Lutte contre les moustiques en Camargue: l'heure du bilan
ENVIRONNEMENT•Depuis cinq ans, les moustiques sont traqués pour ne plus gâcher la vie des habitants et des touristes en Camargue...© 2011 AFP
Depuis cinq ans, des agents traquent les moustiques en Camargue, pour le bonheur des habitants et des professionnels du tourisme... et sous l'oeil attentif des scientifiques, soucieux de l'impact de l'opération sur cette zone naturelle protégée. Le bilan de la campagne expérimentale, menée par l'Entente interdépartementale pour la démoustication du littoral méditerranéen (EID), organisme créé en 1958, sera dressé à l'automne.
Epandage aérien d'insecticide ou traitement terrestre
Si le Parc a longtemps fait rempart à la chasse au moustique, une invasion d'insectes particulièrement douloureuse, en septembre 2005, a sonné le glas des résistances. Un an plus tard, l'opération démarrait, sous l'égide du Conseil général, pour un coût de 700 à 800.000 euros par an. Champ d'action de l'EID: 2.300 hectares de gîtes larvaires répertoriés sur les communes de Port-Saint-Louis-du-Rhône et Salin-de-Giraud. «Les femelles pondent sur sol sec dans la végétation et l'éclosion intervient lors des périodes de mise en eau (précipitations, irrigations et fluctuations du Rhône et de la mer)», explique la coordinatrice opérationnelle, Dominique Gindre.

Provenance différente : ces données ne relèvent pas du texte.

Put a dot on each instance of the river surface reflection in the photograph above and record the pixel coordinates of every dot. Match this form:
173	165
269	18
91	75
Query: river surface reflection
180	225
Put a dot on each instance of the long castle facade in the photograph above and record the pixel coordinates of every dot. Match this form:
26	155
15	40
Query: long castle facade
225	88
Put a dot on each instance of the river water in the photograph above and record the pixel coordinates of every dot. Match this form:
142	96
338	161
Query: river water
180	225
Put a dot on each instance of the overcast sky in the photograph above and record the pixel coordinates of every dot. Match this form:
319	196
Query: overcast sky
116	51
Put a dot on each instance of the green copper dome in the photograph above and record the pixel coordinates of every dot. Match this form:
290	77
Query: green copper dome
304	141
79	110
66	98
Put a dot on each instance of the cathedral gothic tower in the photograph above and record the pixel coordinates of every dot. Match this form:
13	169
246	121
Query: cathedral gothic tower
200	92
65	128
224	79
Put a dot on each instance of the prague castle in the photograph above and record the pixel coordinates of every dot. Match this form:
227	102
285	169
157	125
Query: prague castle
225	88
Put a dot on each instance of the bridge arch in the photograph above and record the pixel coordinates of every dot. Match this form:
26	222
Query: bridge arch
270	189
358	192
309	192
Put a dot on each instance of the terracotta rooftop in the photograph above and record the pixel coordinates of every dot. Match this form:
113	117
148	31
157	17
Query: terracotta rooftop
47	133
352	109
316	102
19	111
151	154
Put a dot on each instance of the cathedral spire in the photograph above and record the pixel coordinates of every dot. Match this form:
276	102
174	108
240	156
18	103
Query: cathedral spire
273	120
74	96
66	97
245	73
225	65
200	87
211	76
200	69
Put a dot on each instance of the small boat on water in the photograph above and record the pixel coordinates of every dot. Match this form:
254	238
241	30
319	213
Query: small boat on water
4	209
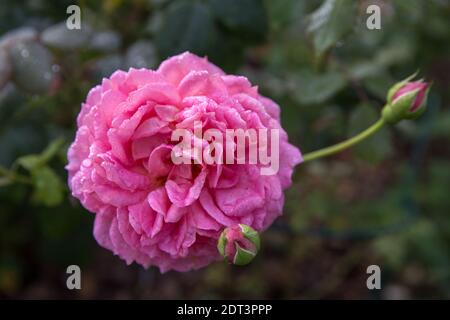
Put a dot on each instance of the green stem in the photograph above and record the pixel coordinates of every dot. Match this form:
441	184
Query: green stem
345	144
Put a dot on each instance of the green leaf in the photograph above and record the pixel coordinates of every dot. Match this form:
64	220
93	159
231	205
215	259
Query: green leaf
330	23
312	88
34	161
48	187
187	26
375	148
247	17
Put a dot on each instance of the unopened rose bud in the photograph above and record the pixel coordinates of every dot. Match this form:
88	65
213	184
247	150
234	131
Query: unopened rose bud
406	100
239	244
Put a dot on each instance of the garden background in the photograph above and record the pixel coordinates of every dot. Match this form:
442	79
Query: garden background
385	202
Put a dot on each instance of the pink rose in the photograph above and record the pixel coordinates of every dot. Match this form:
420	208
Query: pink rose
148	209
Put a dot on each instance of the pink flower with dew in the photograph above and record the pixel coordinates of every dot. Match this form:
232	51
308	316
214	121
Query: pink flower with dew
149	210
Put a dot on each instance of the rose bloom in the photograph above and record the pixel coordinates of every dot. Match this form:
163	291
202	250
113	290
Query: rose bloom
149	210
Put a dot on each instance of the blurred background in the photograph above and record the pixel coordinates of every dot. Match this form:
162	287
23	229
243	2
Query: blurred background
385	202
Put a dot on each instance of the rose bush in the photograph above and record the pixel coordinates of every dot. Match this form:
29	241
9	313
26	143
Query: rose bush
148	209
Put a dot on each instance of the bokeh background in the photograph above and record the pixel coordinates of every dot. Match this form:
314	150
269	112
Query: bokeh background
385	202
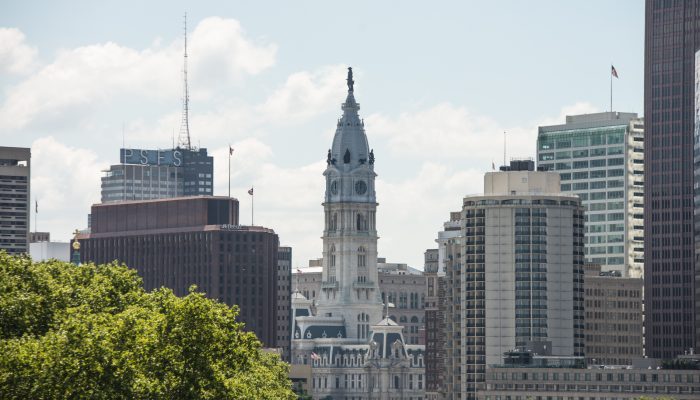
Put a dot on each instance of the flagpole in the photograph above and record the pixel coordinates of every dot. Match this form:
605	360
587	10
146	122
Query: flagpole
610	87
229	171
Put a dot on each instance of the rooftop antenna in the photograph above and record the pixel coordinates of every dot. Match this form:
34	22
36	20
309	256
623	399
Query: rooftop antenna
183	139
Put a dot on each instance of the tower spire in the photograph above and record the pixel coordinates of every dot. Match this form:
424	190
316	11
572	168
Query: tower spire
351	83
183	139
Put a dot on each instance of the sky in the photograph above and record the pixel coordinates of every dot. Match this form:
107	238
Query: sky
438	83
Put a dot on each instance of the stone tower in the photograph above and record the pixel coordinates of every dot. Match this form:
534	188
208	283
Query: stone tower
350	285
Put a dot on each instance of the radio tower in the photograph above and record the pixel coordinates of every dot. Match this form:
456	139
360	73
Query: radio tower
183	140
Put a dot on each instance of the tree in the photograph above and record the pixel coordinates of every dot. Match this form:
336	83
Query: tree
93	332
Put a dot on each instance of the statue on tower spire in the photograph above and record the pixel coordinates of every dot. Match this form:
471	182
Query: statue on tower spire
351	83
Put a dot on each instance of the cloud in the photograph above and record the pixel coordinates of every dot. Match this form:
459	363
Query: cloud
16	57
223	52
449	131
65	182
304	94
80	80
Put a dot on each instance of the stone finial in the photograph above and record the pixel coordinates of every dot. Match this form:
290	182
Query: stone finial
351	83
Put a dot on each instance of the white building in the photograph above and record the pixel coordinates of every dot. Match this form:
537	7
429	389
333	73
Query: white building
514	276
356	352
42	251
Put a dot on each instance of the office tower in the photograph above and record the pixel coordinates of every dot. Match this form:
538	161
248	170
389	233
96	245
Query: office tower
514	276
15	169
355	350
613	315
188	241
284	300
158	174
600	158
672	35
434	325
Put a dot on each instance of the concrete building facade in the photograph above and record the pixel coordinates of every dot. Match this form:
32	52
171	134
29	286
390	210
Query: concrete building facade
188	241
15	191
284	300
614	330
543	378
672	36
514	276
600	158
158	174
434	326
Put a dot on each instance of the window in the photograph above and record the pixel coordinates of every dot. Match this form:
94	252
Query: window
361	257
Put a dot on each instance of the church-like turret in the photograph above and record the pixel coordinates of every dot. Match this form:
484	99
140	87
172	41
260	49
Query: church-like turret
350	288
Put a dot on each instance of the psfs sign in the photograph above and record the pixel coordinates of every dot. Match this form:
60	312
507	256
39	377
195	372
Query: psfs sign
151	157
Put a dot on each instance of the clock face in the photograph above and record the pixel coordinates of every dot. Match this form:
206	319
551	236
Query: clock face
361	187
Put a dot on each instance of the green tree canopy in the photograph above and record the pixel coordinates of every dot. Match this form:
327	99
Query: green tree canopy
92	332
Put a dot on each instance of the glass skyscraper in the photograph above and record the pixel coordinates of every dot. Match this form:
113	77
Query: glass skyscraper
600	158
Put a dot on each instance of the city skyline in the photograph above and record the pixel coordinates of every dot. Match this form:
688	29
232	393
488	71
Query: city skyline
272	95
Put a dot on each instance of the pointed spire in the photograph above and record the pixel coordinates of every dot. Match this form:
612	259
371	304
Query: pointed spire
351	83
183	139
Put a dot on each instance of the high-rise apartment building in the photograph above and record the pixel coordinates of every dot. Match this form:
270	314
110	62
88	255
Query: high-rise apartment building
600	158
284	299
672	36
158	174
188	241
15	168
613	314
434	325
514	276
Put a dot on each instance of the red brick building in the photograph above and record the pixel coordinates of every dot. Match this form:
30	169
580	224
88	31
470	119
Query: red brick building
187	241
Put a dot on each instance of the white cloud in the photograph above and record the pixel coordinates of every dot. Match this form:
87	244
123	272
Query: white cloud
304	94
81	79
66	182
16	57
222	52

Les six agents, qui sillonnent quotidiennement la zone, décident alors «des moyens les plus adaptés à mettre en œuvre», poursuit Nicolas Bonton, responsable de l'agence Arles-Camargue: épandage aérien de l'insecticide (le Bacillus thurigiensis israelensis - BTI) pour les grandes surfaces (78% des cas) ou traitement terrestre (engins chenillés ou à pied). La réactivité des opérations est cruciale, «le produit étant plus efficace sur des stades les plus jeunes»: en période estivale, il faut agir dans les 24 ou 48 heures, la larve devenant adulte en quatre jours. L'objectif, insiste Nicolas Bonton, n'est pas d'«éradiquer» ces insectes mal aimés, mais de «les maintenir à un seuil acceptable pour que la population locale puisse mieux vivre et que le tourisme puisse perdurer».
Le moustique, «ennemi des vacanciers»
Cinq ans après le coup d'envoi, place à l'évaluation: faut-il reconduire l'opération, en revoir les modalités ou bien l'étendre à d'autres zones? Côté habitants, on est plutôt satisfait. «Une majorité de personnes se disent beaucoup moins gênées», rapporte Cécilia Claeys, maître de conférences à l'Université de la Méditerranée, en charge du suivi sociologique, qui prédit un «tollé local» en cas d'arrêt de la démoustication. Le maire de Port-Saint-Louis-du-Rhône, Jean-Marc Charrier, fait lui aussi état de témoignages positifs de la population. Et le monde du tourisme ne peut que saluer cette lutte contre «l'ennemi des vacanciers».
Les chiffres de l'EID confirment cette nette amélioration: en ville, une dizaine de moustiques sont capturés en moyenne lors des tests hebdomadaires effectués par les agents pendant une durée de 15 minutes, contre plusieurs centaines auparavant. Reste à déterminer l'effet du BTI sur le milieu naturel. Car si tous s'accordent à dire que ce produit sélectif épargne les autres espèces, il a un effet indirect «à travers la chaîne alimentaire», souligne Brigitte Poulin, chercheur à la Tour du Valat, situé au Sambuc, au sud d'Arles. Selon ses recherches, le traitement a entraîné une diminution des ressources alimentaires des hirondelles des fenêtres, affectant le succès reproducteur de l'espèce.
Au point de remettre en cause la chasse au moustique? «On a enclenché un processus sur lequel il serait difficile de revenir. Mais en fonction des résultats obtenus, des préconisations seront formulées pour essayer de minimiser l'impact sur l'environnement», promet Régis Vianet, directeur adjoint du Parc naturel régional, qui se veut rassurant: ne serait-ce que pour des questions budgétaires, la démoustication se sera jamais étendue à l'ensemble de la Camargue.